Ce est Jacques Varin, que la fantaisie populaire a surnommé la Pistole [Note 4 absente. Note 5. Né à Montréal en 1736, mort dans la même ville en 1791. La soupière du Musée Notre-Dame, dont il est question plus loin, est reproduite dans l'ouvrage de M. Traquair, The Old Siver of Quebec, planche XI.]Ses œuvres, s'il faut en juger par la vaste soupière du Musée Notre-Dame, à Montréal, et par quelques pièces d'argenterie domestique, possèdent une certaine lourdeur qui est loin d'être désagréable. Il est vraiment dommage que la paix de l'église de Lachenaie ait disparu; elle eût complété sans doute l'idée que l'on a présentement du style de Varin.

Il est probable que monseigneur Hubert et son successeur, monseigneur Denaut, aient exercé une certaine pression sur les curés ou les fabriciens du diocèse, au cours de leurs visites pastorales; car vers les années 1785-1800, l'instrument de paix, sans se généraliser, apparaît çà et là en Nouvelle-France. C'est ainsi qu'on le trouve à Saint-Denis-sur-Richelieu, à Charlesbourg, à Montréal et à Québec, à Saint-François (île d'Orléans), à l'Ange-Gardien (Montmorency), à Sainte-Anne-de-Beaupré, à la Baie-Saint-Paul, au Palais épiscopal de Québec, même chez les Dames Ursulines et les religieuses de la Congrégation. Et sans doute en existait-il dans bien d'autres paroisses anciennes, qui ont disparu au cours du XIXe siècle ou dormant depuis longtemps dans la noble poussière d'une armoire presbytérale...

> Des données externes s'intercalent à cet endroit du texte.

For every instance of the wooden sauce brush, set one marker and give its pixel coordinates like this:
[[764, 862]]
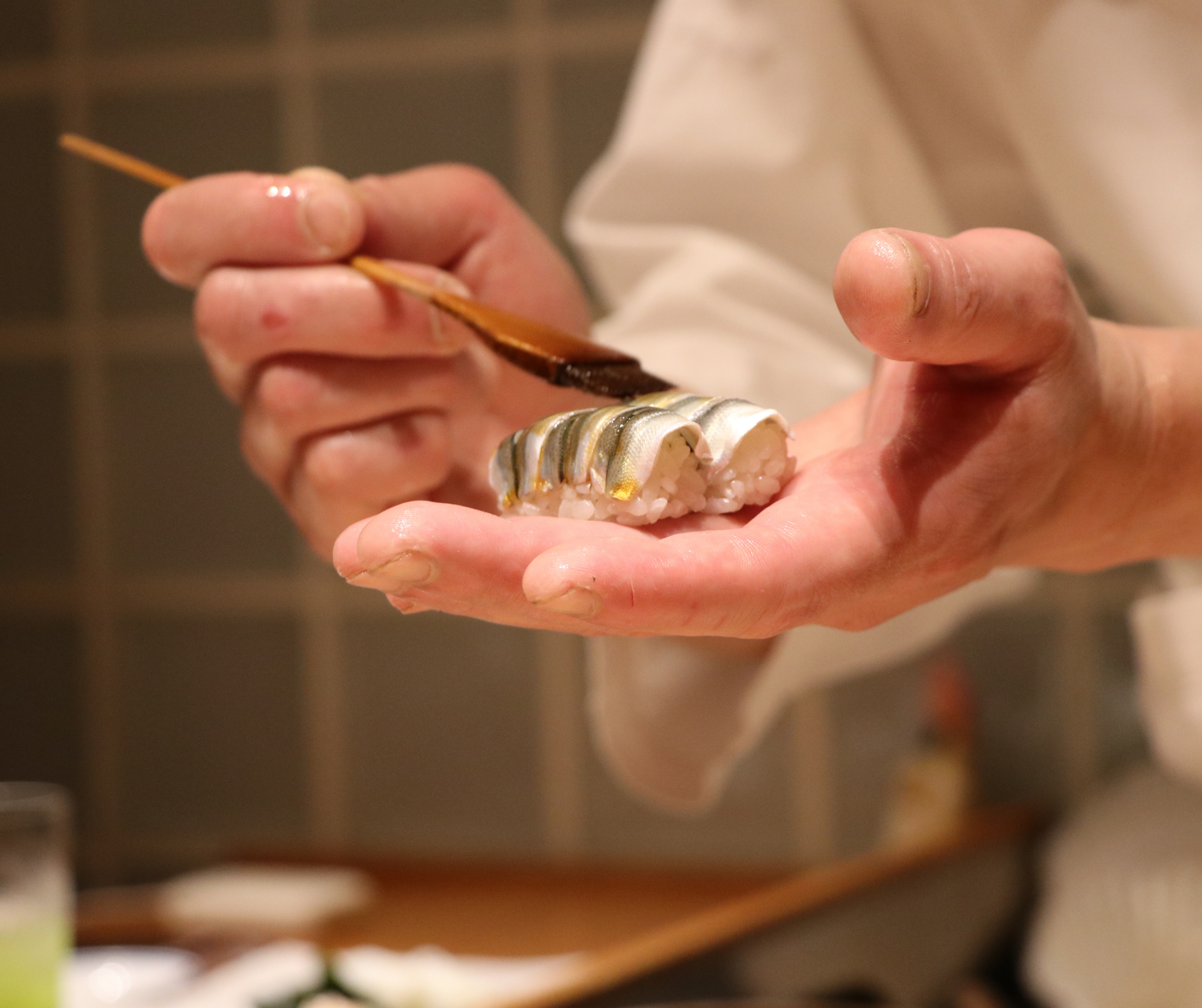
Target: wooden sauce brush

Sous le pontificat de monseigneur Plessis, la vogue de la paix se poursuit lentement. A Québec, François Ranvoyzé et Laurent Amyot, à Montréal, Pierre Huguet et Polonceau, Marion et Morand en façonnent un certain nombre de formes fort diverses - de la simple feuille d'argent travaillée au burin jusqu'à la fleur de lis découpée et striée de ciselures. Sa vogue commence à décliner sous les évêques Panet et Signay, et sous le pontificat de monseigneur Bourget. Et la dernière ordonnance où il en est question se trouve dans les archives paroissiales de Saint-Hugues (Bagot); elle porte la date du 27 juin 1847 et la signature de l'évêque de Montréal.

* * *

Les instruments de paix les plus anciens que l'on connaisse en ce moment portent le poinçon de l'orfèvre québécois François Ranvoyzé [Note 6. Né à Québec en 1739, mort dans la même ville en 1819.]; ils sont au nombre d'une quinzaine environ.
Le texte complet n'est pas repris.